Profit From Gene Editing in 2018
A few months ago, my dog chewed through the electrical cord on my fridge.
Before you get riled up and call PETA, know she is fine. Destroying expensive electronics is actually her favorite hobby.
The food in my fridge, however, was not so lucky.
I didn't realize what she had done until two days after the fact, when the smell of rotting food became overwhelming.
At this point we reach the conclusion of my story, where I put $50 worth of slimy groceries in the garbage.
Now, this event taught me a lot of things, including the importance of proper dog training. However, my key takeaway was that we waste a lot of food in this country.
Me essentially shoveling money into the garbage made me think about exactly how much money and food Americans waste annually. A relatively small amount of research yielded some wallet-draining statistics.
The average American spends around $150 on food a week.
Of that amount, one-third will be wasted. And as food gathers in landfills, 9.1 million people will die of starvation a year.
Like me, you now may feel a bit guilty.
But my job is to be a researcher, so I researched solutions, and there are a few.
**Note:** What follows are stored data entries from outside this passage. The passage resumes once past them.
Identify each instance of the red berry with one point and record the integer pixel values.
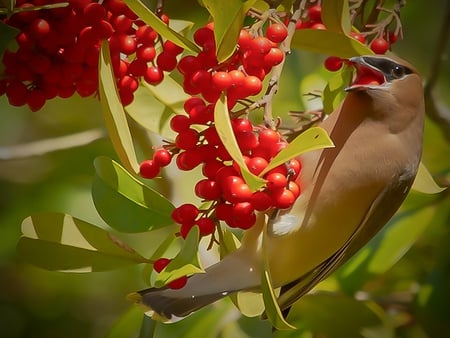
(358, 36)
(146, 53)
(187, 139)
(153, 75)
(160, 264)
(162, 157)
(315, 13)
(207, 189)
(252, 85)
(189, 159)
(203, 35)
(94, 13)
(35, 99)
(188, 64)
(294, 188)
(283, 198)
(185, 214)
(40, 28)
(256, 165)
(206, 226)
(333, 63)
(276, 32)
(172, 48)
(261, 201)
(319, 26)
(180, 123)
(379, 46)
(166, 61)
(221, 80)
(121, 23)
(223, 211)
(178, 283)
(242, 216)
(274, 57)
(149, 169)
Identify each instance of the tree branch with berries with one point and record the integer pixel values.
(180, 102)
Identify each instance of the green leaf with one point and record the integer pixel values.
(150, 113)
(170, 93)
(329, 43)
(7, 34)
(185, 263)
(225, 131)
(425, 183)
(386, 248)
(125, 203)
(166, 32)
(114, 115)
(127, 325)
(228, 242)
(334, 93)
(335, 316)
(227, 27)
(336, 16)
(273, 310)
(311, 139)
(56, 241)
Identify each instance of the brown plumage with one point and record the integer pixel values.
(348, 193)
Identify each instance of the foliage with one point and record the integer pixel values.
(134, 210)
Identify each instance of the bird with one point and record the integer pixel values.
(349, 192)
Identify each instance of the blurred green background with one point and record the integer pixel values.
(41, 304)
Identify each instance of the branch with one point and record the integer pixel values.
(436, 109)
(272, 88)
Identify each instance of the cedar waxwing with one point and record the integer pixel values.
(348, 193)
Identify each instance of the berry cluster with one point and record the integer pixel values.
(197, 142)
(241, 76)
(58, 51)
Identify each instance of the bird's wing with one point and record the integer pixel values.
(381, 210)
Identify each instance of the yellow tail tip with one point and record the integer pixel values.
(135, 297)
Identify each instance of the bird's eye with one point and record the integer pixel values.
(398, 72)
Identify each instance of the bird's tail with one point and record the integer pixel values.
(232, 274)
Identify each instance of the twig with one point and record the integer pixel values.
(438, 111)
(272, 88)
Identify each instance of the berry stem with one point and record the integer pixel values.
(274, 80)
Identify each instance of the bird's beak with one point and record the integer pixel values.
(368, 74)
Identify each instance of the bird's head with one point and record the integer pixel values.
(379, 72)
(392, 86)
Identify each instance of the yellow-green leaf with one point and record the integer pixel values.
(336, 16)
(228, 242)
(56, 241)
(124, 202)
(114, 114)
(334, 93)
(425, 183)
(170, 93)
(185, 263)
(329, 43)
(150, 113)
(273, 310)
(225, 131)
(311, 139)
(334, 315)
(227, 27)
(158, 25)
It turns out that dozens of companies are working to solve food waste and hunger. Out of these companies, one really stood out.
This company is a small biotech that is using gene editing to improve the foods we eat. If this company is successful, it could alter the way we look at food and make investors a profit in the process.
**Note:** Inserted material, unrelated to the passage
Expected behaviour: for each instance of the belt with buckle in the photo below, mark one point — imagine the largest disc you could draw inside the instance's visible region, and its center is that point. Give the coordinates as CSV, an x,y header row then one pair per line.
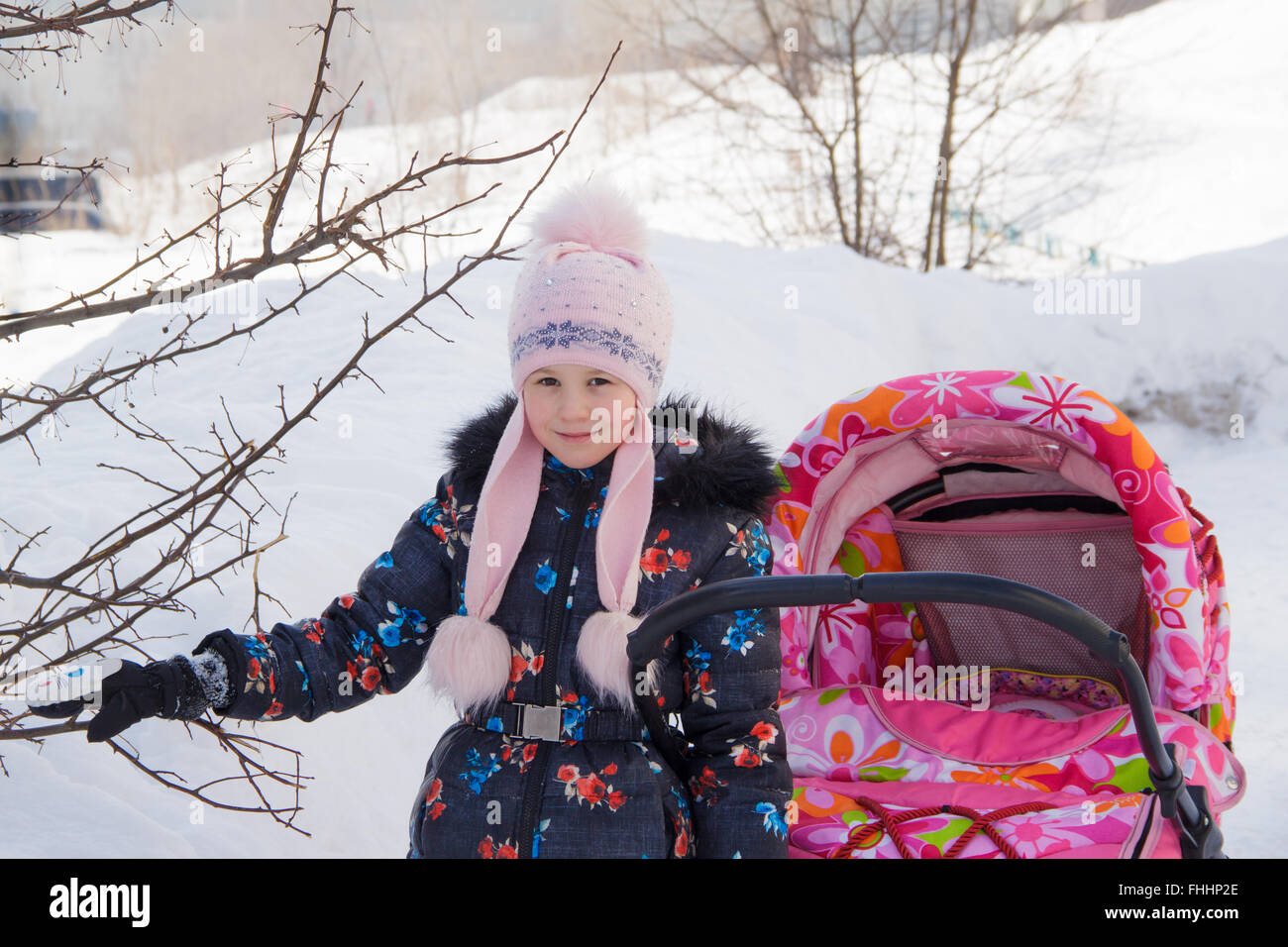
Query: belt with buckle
x,y
559,724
I want to talk a bit more about that company in a minute, but first, let's take a second to talk about gene editing.
Gene editing may be the most important scientific discovery of our lifetime, and when you apply it to food, it could fix multiple problems, from food waste to bad nutrition.
First Off, What is Gene Editing?
Gene editing, put simply, is when DNA is deleted, inserted, or replaced in a genome.
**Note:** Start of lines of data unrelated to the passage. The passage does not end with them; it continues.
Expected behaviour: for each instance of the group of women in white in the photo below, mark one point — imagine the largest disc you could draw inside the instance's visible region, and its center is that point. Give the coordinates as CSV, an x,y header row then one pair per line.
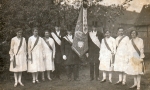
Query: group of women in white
x,y
41,54
122,55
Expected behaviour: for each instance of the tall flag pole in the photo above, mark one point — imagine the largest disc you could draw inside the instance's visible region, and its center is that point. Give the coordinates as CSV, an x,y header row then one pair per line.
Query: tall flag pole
x,y
80,42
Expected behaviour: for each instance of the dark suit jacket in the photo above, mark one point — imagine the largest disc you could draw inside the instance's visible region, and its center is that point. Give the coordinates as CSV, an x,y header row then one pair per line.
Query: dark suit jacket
x,y
94,49
72,57
58,55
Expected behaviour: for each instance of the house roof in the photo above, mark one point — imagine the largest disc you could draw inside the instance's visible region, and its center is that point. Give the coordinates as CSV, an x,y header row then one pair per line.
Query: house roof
x,y
144,16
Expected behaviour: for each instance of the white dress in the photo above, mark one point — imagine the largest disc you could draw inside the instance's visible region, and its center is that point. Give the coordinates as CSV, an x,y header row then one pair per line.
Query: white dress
x,y
21,62
49,64
121,56
135,67
38,55
105,56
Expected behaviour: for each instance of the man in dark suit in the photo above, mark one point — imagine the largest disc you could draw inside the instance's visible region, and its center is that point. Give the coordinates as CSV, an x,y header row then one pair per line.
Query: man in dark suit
x,y
94,42
71,59
57,36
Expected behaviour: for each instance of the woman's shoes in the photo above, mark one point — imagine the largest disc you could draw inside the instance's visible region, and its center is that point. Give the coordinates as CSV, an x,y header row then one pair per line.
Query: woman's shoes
x,y
21,83
37,81
103,81
43,79
33,81
123,83
16,83
119,82
110,81
138,88
49,79
133,86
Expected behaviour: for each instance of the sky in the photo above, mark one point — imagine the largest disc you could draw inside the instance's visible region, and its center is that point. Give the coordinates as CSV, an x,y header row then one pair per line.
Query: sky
x,y
135,5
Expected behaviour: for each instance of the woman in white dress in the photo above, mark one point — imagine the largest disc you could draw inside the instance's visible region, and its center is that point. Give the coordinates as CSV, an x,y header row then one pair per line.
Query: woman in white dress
x,y
136,55
121,56
17,52
49,49
36,55
106,55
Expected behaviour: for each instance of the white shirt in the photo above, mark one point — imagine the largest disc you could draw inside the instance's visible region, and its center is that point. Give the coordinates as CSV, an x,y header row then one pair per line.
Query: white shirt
x,y
58,33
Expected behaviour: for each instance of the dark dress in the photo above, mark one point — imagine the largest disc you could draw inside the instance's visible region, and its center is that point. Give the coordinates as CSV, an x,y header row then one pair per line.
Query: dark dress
x,y
72,61
94,55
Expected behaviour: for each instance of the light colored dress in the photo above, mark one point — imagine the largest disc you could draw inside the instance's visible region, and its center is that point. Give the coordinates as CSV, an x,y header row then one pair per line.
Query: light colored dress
x,y
38,55
135,67
121,56
105,55
49,54
21,62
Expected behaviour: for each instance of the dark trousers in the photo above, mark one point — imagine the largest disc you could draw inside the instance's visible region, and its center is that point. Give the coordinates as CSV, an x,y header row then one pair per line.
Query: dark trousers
x,y
94,67
72,69
58,68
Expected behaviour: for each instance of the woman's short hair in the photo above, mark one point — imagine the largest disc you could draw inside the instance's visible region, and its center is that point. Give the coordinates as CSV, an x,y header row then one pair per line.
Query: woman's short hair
x,y
133,31
120,28
35,28
106,30
18,29
46,31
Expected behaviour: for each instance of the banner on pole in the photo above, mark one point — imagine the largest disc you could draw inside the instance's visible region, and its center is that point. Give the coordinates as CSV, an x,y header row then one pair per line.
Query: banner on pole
x,y
80,42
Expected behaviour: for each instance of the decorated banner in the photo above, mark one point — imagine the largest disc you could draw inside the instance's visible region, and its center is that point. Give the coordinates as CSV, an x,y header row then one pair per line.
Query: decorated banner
x,y
80,42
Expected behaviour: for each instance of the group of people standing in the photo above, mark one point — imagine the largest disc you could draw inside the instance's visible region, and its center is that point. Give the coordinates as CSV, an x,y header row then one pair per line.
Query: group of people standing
x,y
122,55
105,53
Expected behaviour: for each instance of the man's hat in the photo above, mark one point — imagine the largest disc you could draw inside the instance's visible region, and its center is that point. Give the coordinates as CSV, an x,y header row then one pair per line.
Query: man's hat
x,y
69,27
18,29
57,23
94,23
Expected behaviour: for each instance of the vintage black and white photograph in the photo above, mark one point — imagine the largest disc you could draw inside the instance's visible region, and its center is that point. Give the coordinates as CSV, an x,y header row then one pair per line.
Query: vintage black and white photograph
x,y
74,44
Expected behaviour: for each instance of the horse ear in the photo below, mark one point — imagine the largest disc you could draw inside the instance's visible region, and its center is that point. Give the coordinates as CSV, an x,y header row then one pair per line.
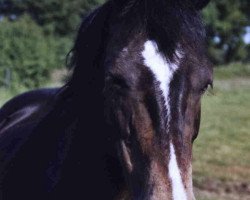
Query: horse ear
x,y
200,4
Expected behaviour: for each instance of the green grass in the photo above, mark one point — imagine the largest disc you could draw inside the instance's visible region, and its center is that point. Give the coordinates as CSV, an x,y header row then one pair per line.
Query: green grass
x,y
232,71
222,150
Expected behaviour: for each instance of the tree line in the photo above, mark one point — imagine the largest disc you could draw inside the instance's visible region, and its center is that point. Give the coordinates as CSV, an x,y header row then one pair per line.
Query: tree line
x,y
35,36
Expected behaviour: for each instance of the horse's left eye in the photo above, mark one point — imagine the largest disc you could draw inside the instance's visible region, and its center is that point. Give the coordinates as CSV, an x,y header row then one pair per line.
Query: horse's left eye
x,y
205,88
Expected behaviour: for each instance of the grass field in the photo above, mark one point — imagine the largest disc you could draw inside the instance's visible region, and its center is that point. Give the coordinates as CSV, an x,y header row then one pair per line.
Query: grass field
x,y
221,163
222,151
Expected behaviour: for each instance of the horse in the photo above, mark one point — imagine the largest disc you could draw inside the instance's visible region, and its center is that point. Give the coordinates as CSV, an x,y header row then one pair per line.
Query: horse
x,y
24,105
123,126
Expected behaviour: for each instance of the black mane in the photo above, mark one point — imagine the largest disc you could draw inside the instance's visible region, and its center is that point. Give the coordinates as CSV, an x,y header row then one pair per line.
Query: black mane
x,y
80,103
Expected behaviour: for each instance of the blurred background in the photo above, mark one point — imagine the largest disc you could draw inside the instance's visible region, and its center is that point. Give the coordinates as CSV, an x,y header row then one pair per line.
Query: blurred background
x,y
35,37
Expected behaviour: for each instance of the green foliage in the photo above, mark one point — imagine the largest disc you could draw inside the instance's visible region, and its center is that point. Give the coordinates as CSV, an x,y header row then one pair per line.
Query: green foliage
x,y
27,56
60,17
226,21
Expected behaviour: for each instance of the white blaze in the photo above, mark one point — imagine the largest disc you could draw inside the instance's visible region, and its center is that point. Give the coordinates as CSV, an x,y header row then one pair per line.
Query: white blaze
x,y
161,68
163,71
175,175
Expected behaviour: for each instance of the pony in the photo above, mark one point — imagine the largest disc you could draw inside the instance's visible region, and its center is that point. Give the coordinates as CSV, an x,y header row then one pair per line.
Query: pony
x,y
123,126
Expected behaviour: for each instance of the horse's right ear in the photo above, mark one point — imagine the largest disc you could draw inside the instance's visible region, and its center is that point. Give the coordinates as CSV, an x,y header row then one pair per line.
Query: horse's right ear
x,y
120,3
200,4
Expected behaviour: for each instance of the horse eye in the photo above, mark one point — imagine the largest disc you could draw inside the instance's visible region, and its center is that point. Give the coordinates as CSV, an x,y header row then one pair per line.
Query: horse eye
x,y
205,88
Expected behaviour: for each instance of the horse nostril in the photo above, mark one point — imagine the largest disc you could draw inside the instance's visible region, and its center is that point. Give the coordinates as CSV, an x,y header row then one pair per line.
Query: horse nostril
x,y
126,156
If that doesn't sound simple, just think of it like this: You are snipping away a piece of genetic code and replacing it with something else. In my mind, I imagine it like a large Lego structure. Instead of changing the blocks themselves, you are changing the directions. The structure that is built as a result is still altered.
That's pretty incredible, which is why it comes as no surprise that gene editing has been generating a lot of buzz lately.
And while humans have been fascinated with gene editing since the 1970s, only recently have we gotten close to making major breakthroughs in the field.
We are close to this food breakthrough because of a revolutionary gene editing method called CRISPR-Cas9.
With CRISPR-Cas9, we could potentially wipe out multiple diseases, including HIV and cancer. Some scientists even believe CRISPR can stop aging in its tracks.
And this gene editing method isn't just for humans anymore.
In theory, the CRISPR-Cas9 gene editing method can also be applied to food, improving it for the better.
And the company that has access to this patent for modifying food could change the way we look at food forever.
How Gene Editing Can Be Used in Food
Gene editing can alter our food in many ways, all of which could make food better suited for the needs of our growing population.
First off, gene editing could make food last longer and survive different conditions.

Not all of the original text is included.